It is often said that Parkinson’s Disease slowly diminishes one’s world by gradually taking away the ability to actively engage in activities. The progressive nature of this neurological disease can become debilitating to the point where a person can no longer perform what was once automatic and fluid. Everyone’s course of the disease is different; some progress at a rapid rate while other’s course is slow and gradual. I was diagnosed with PD approximately 10 years ago at the age of 48 and have been fortunate enough to have been able to maintain my lifestyle with very few modifications. This is due in part to my commitment to daily exercise. It’s only recently that I found myself needing to make a decision to give up playing tennis which had been a major part of my life and identity.
I began playing tennis at the age of 7, just over 50 years ago! I played with family, friends and on competitive teams throughout my childhood. I also played in college and as an adult on USTA teams. It’s a social sport which connected me to people throughout my entire life. I met some of my closest friends on tennis teams and social games. When COVID hit, the whole tennis community went into “hibernation”, a natural break where we all gave up our indoor tennis games in order to remain safe by maintaining social distancing. The timing of this was impeccably convenient for me to subtly transition away from tennis as it was becoming clear that it was unsafe for me to play. At the time, when COVID was immobilizing the world, Parkinson’s was immobilizing my feet. They had begun to freeze in the middle of a point; my brain would tell my feet to move yet they remained cemented to the court. The result was that my body would thrust forward without my feet and I would fall down for the slightest moment and then bounce back up, almost in time to get to the ball and remain in the point. If I was lucky enough my doubles partner would get to the ball and make the shot, but inevitably the other players on the court would stop the point to make sure I was ok. This placed too much attention on me which made me feel uncomfortable. Plus, I started to realize that I was at risk for becoming injured which potentially could have led to a cascade of negative ramifications if I was unable to exercise -a downward spiral that I did not want to experience.

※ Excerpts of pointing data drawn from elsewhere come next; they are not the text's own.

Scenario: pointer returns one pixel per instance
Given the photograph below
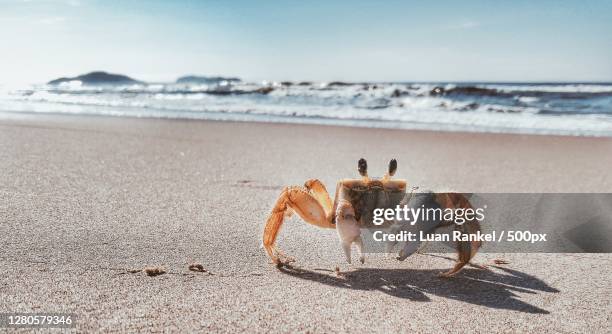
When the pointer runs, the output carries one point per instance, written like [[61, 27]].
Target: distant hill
[[98, 78], [206, 80]]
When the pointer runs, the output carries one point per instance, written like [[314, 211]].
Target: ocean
[[580, 109]]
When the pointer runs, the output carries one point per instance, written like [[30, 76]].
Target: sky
[[308, 40]]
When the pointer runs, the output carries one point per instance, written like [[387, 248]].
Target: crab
[[351, 211]]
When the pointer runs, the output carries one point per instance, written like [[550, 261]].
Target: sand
[[86, 203]]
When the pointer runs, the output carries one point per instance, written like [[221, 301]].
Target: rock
[[98, 78], [197, 79]]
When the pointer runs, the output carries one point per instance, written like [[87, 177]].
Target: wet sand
[[85, 200]]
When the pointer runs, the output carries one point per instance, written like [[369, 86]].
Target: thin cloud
[[52, 20], [464, 25]]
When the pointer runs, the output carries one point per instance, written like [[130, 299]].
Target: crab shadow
[[494, 289]]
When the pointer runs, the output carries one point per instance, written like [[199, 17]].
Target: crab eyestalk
[[392, 169], [362, 167]]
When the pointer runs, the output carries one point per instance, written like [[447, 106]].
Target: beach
[[86, 200]]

As our world starts to open up again with COVID cases declining, I have decided to put all of my energy into playing table tennis, a sport that I revisited 3 years ago when I walked into the Westchester Table Tennis Center and learned about the Ping Pong Parkinson program. After 3 years of playing both sports and constantly having to adjust my stroke, I have made a conscious decision to solely play ping pong. I have yet to freeze or lose my footing when I play since it uses a different brain circuitry system and it’s a smaller space for my feet to cover. It almost feels reflexive, so there is no time for my feet to freeze in a response to initiate movement.